The business was founded in the 1990s in Sunderland, Tyne & Wear, and latterly had its headquarters in Cramlington, Northumberland. There were over 190 stores across the country during the business's peak. Following a number of acquisitions it became one of the biggest retail companies in the UK with flagship stores in London's Oxford Street, Cardiff, Scotland and north-east England. The company also sources clothes from Asia.

Until 2004, the company ran a "70% off everything" promotion within its Officers Club branded stores.
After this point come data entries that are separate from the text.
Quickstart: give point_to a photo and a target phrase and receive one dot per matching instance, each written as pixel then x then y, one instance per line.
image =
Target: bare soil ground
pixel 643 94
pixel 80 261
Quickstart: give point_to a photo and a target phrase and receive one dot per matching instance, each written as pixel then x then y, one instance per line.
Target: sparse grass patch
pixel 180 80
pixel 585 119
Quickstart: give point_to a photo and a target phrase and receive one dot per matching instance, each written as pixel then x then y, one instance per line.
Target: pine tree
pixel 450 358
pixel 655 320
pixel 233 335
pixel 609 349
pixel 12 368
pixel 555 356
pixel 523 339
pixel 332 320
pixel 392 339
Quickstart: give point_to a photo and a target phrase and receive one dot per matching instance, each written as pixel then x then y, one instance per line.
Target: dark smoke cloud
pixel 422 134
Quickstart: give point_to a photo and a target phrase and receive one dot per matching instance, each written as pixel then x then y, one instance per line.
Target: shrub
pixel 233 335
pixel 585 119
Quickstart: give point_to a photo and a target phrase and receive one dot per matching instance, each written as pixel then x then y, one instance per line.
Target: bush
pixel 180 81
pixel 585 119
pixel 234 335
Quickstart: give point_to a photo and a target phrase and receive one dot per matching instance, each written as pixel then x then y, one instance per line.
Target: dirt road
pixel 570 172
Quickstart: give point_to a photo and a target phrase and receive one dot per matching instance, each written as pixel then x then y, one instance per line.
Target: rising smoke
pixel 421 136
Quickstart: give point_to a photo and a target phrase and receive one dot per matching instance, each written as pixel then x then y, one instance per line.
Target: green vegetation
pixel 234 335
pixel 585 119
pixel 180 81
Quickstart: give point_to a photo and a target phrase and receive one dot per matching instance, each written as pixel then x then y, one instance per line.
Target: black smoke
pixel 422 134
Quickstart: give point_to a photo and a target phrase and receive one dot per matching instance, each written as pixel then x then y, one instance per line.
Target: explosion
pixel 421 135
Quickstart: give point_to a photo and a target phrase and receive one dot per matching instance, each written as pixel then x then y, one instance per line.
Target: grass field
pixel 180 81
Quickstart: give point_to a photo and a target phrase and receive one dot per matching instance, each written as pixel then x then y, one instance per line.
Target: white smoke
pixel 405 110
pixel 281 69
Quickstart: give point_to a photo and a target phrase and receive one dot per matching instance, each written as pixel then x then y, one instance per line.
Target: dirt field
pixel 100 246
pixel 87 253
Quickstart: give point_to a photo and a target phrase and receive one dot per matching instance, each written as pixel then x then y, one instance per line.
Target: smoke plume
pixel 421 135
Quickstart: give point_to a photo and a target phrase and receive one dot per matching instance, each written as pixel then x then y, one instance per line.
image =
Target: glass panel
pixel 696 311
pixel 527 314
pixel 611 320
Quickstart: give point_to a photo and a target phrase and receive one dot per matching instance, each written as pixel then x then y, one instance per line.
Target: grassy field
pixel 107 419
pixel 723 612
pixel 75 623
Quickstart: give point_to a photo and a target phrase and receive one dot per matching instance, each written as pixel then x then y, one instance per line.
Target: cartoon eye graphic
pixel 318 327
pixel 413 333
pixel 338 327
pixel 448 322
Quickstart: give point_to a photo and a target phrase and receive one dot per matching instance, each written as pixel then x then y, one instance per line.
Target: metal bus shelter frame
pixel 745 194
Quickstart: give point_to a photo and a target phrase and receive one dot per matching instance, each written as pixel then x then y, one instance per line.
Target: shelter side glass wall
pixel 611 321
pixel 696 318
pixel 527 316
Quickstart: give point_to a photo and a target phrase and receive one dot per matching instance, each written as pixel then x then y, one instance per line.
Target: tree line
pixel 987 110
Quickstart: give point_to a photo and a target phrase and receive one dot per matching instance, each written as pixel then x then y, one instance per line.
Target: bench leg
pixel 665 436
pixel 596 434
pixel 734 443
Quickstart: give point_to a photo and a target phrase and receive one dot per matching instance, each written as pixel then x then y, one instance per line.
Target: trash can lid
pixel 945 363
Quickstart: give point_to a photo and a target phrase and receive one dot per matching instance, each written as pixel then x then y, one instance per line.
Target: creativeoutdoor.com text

The promotion ceased after successful legal action by the Office of Fair Trading which had issued proceedings against the company in June 2002; there was evidence to suggest the supposed "original price" of garments was not genuine.

===Administration===
====2008 administration====
In December 2008 the company entered administration, and on 23 December The Officers Club's administrators PricewaterhouseCoopers decided to close 32 of the 150 stores immediately. PricewaterhouseCoopers also announced that 118 stores had been sold to TimeC 1215 limited for an undisclosed fee. TimeC 1215 was backed by David Charlton, the then CEO of The Officers Club business. This deal saved around 900 jobs.

====2011 administration and sale====
In 2011 the Officers Club had just more than 100 stores, with total of around 800 staff employed across the business. On 29 March 2011 the company entered administration again. As part of this process 47 stores were sold to rival menswear retailer Blue Inc, with staff at these stores retaining their jobs. The Officers Club brand name was also purchased and retained by the Blue Inc business.

====2016 administration====
On 7 Jan 2016, parent company Blue Inc again brought in administrators to troubled Officers Club, itself owned and operated by subsidiary business "A. Levy and Sons" whom also own leases to Blue Inc's stores; there were to be around 50 affected stores.

On 21 Jan 2016 a number of Officers Club stores were closed with administration notices displayed, the majority remained open.

====2018 administration ====

On 10 December 2018 Officers Club & Blue Inc went into administration again.